Grace Doherty with one of her calvesGrace Doherty with one of her calves
Grace Doherty with one of her calves

It’s been part of my life since birth, I don’t really know anything different. My granda had me with him out on the farm before I could walk! I have always had a very strong interest in the farm, and it has remained this way. I have learnt everything I know from my granda and uncles.

Earliest farming memory?

My earliest farming memory would be helping my granda at lambing time, feeding pet lambs that were nearly the same size as me!

What personal characteristics have you gained from agriculture?

Personal characteristics that I have gained through agriculture include a hard work ethic and determination. I have become caring and compassionate, and very dependable.
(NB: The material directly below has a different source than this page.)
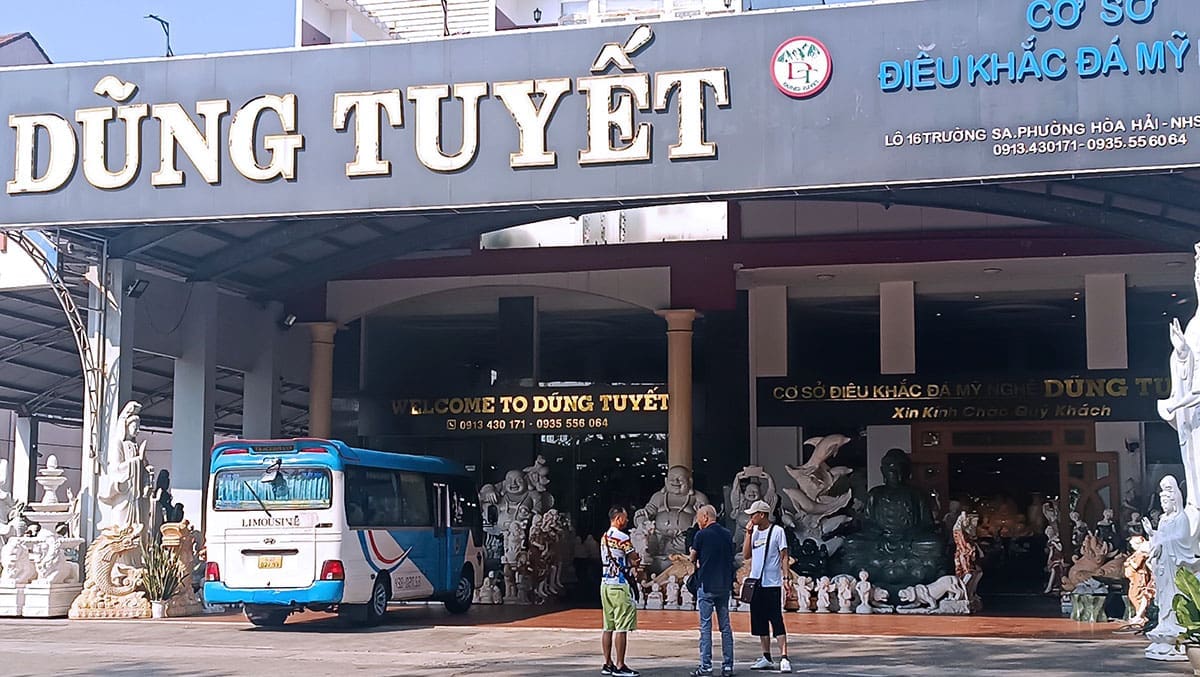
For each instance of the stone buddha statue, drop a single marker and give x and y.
(898, 545)
(673, 511)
I can also say I have developed a strong backbone. You can’t shift cattle and sheep with family without one!

My time management is also a good quality which I have improved, especially when it comes to milking and the importance of time specific tasks.

Life Lesson you learned from farming:

My biggest life lesson would be that farming can still be seen as a male dominated profession. If you are determined and work hard at it, anyone can do it. Women should not have to work twice as hard as the men to prove their worth in farming.

What do you enjoy the most about the farming lifestyle?

What I enjoy the most about the farming lifestyle is how family oriented it is, everyone can be involved from the youngest to the oldest. I also don’t know any other job where neighbours and friends come and help and support each other. Everyone understands each other and has each other’s back.

Describe a farmer in three words: Hardworking, determined, dedicated.

What would you like the public to know about Northern Ireland farming?

I would like the public to know how committed farmers are to their animals and how quickly they access care for them, and how well they are looked after.

If you could give farmers/farming families/farming community one piece of advice, what would it be?

A piece of advice I would give is to look after your physical and mental health as they are so important. It is the one thing that is ignored in the farming community as there is always something else deemed “more important “in the farmer’s eye, but a farm can’t run itself.

What would you say to others who are considering a career in the agricultural industry?

I would tell them to go for it, as there are many opening opportunities in this amazing sector. The opportunities are so wide and varied and there will always be something for someone.

What are your hopes for the future of Northern Ireland’s agricultural industry?

My hopes would be that more women continue to join the industry and that farmers are fairly paid for the work and effort they put in on a day-to-day basis.